Monday, November 03, 2003



I didnt know that san francisco has one of the largest Day of the Dead celebrations in the US. About 10,000 people showed up tonight (sunday) for a march to Garfield park which had been transformed into a site for altars and candles and offerings.

It has been adopted here by artists of course and so in some ways the event had more of the feel of a Burning Man or some other spontaneous excuse for creative expression. A band of skeletal musicians played and danced on a street corner. The street was full of people with whitened faces and blackened teeth. Men are doing drag versions of Posada's Catrina. I saw more than a few gothic dead, people that looked as if they had emerged from an Edward Gorey fantasy.

My first instinct about this is to question how authentic such a thing can be. I had noticed, for example, one of the altar artists explaining the significance of mirrors in the altar. The truth is there is no significance except to the artist herself. But this was not adequately explained to the curious onlookers who, to my mind, had been subtley deceived into thinking mirrors played some role in the mexican tradition. (Insert all sorts of questions here about performance and authenticity)

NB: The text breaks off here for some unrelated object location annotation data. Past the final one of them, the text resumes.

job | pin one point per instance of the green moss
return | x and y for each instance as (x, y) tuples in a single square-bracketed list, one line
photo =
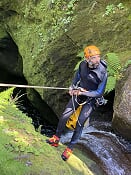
[(24, 151)]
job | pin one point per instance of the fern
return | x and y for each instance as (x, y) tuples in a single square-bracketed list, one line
[(114, 71)]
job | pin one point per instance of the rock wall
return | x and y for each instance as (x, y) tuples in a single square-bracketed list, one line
[(49, 37), (122, 106)]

The area in Mexico where I grew up is not too far from the island of Janitzio, an epicenter for Day of the Dead in Mexico. I went to a few celebrations as a child but my memory is fuzzy and so I talked to my mother about this. Her memories are of large offerings in the graveyard, a festival atmosphere in which mariachi bands sometimes played among the tombstones. Children would laugh and play and make jokes about death - she remembers the equivalent of 'kick me' signs you would slap on the backs of others, except that instead the signs said 'Bury me, Im dead' or 'I have such bad breath, I must be dead." The more creative ones would also rhyme.

These things seem strange to us here where a graveyard is a solemn place. But a Day of the Dead is a party with the Dead. It fits in suprisingly well with what Octavio Paz described in his book, The Labyrinth of Solitude, as that Mexican sense of fatalism and comradery with death:

The Mexican . . . is familiar with death, jokes about it, caresses it, sleeps with it, celebrates it; it is one of his favorite toys and his most steadfast love. True, there is perhaps as much fear in his attitude as in that of others, but at least death is not hidden away (. . .) Death [in the poetry of Gorostiza and Villaurrutia can be seen] as nostalgia, rather than as the fruition or end of life, [it] is death as origin. The ancient, original source is the grave, not a womb.

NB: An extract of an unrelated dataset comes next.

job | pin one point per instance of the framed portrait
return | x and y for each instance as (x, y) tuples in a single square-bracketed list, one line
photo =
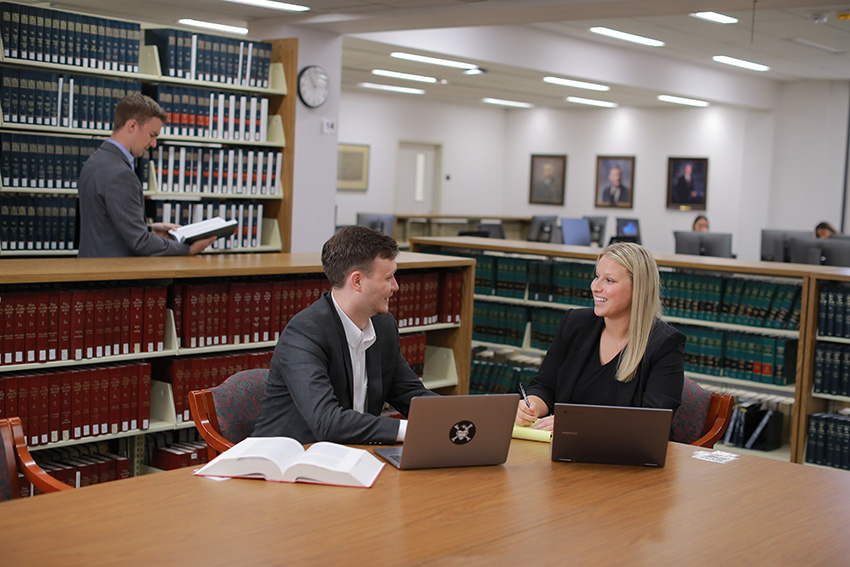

My mother is relying on her memory because the truth is that up until recently Day of the Dead has been a dying tradition in Mexico. It is still practiced but it is not catholic-approved and so it is the rite of a dying generation. The rites in Janitzio are authentic but so many Westerners are enchanted by these rituals that the small little island is unfortunately over-run by tourists and thus by the threat of being suffocated into extinction.

But it also may be the beauty of these rituals which may rescue it yet. My mother notes that there is a returning fascination in Mexico and that which was almost forgotten is now being re-learned. The aesthetic enchantment of the Day of the Dead, its dancing skeletons, its beautiful candlelit processions, its attempt to unite two worlds is appealing also to non-mexicans and so my mother tells me, I should not be so judgemental. She doesnt see it as a corruption but looks forward to seeing San Francisco's rendition of this old pagan tradition.